Benchmarks compare speech-to-text (STT) and text-to-speech (TTS) providers on the same data, so you can see how each performs on your own audio and text before choosing one for your voice agent. Find them under Benchmarks → STT and Benchmarks → TTS in the sidebar.

When to use a benchmark instead of a simulation

A simulation runs a full, multi-turn conversation against your agent to see how it behaves end to end. A benchmark is narrower: it’s a quick, single-turn test that runs one input (a piece of audio or text) through each provider and measures accuracy and latency. Use a benchmark when you just want to compare STT or TTS providers in isolation — picking a transcription or voice model — without setting up an agent, personas, or a full conversation.

What each measures

STTTTS
You provideAudio files (with reference transcripts)Text prompts
Primary metricWord Error Rate (WER) — lower is more accurateTime to First Audio (TTFA) — lower is faster
Also measuredP95 WER, average and P95 latencyP50/P95 TTFA, total latency, audio duration
Coval runs every dataset item against every provider you select and reports the average and p95 (worst case) for each metric.

Running a benchmark

Each page has four tabs: Results, Past Runs, Datasets, and Custom Endpoints.
1

Pick a dataset

The input every provider runs on — audio files for STT, text prompts for TTS. Use a built-in Coval template or create your own under Datasets.
2

Choose providers

Select from Coval’s catalog (Deepgram, OpenAI, AssemblyAI, ElevenLabs, Google, Azure, Amazon, and more) or add your own provider, model, and API key under Custom Endpoints.
3

Run the test

Click New Test, choose your dataset and endpoints, set concurrency and timeout, and launch.

Reading the results

The Results tab compares providers across runs: line charts for WER and latency over time, and a per-model heatmap for the latest run (green best, red worst) you can sort by any column.
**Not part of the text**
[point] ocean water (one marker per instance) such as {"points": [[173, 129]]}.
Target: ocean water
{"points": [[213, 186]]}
Filter by dataset or model, open a run for the per-item breakdown, and click a result to compare the reference against the provider’s output.
The TTS Benchmarks Results tab: dataset and model filters on the left, summary cards for run count, fastest model, and average TTFA, and a 'Time to First Audio across runs' line chart comparing several ElevenLabs voices and Sonic 3.
Re-run the same dataset after a model change to catch regressions.
Limit
Audio file size10 MB
Audio duration300 seconds
TTS text length2,000 characters
Items per dataset200
Providers per run10
Concurrent requests10
Supported audio formats: WAV, MP3, MP4, M4A, FLAC, OGG, WebM.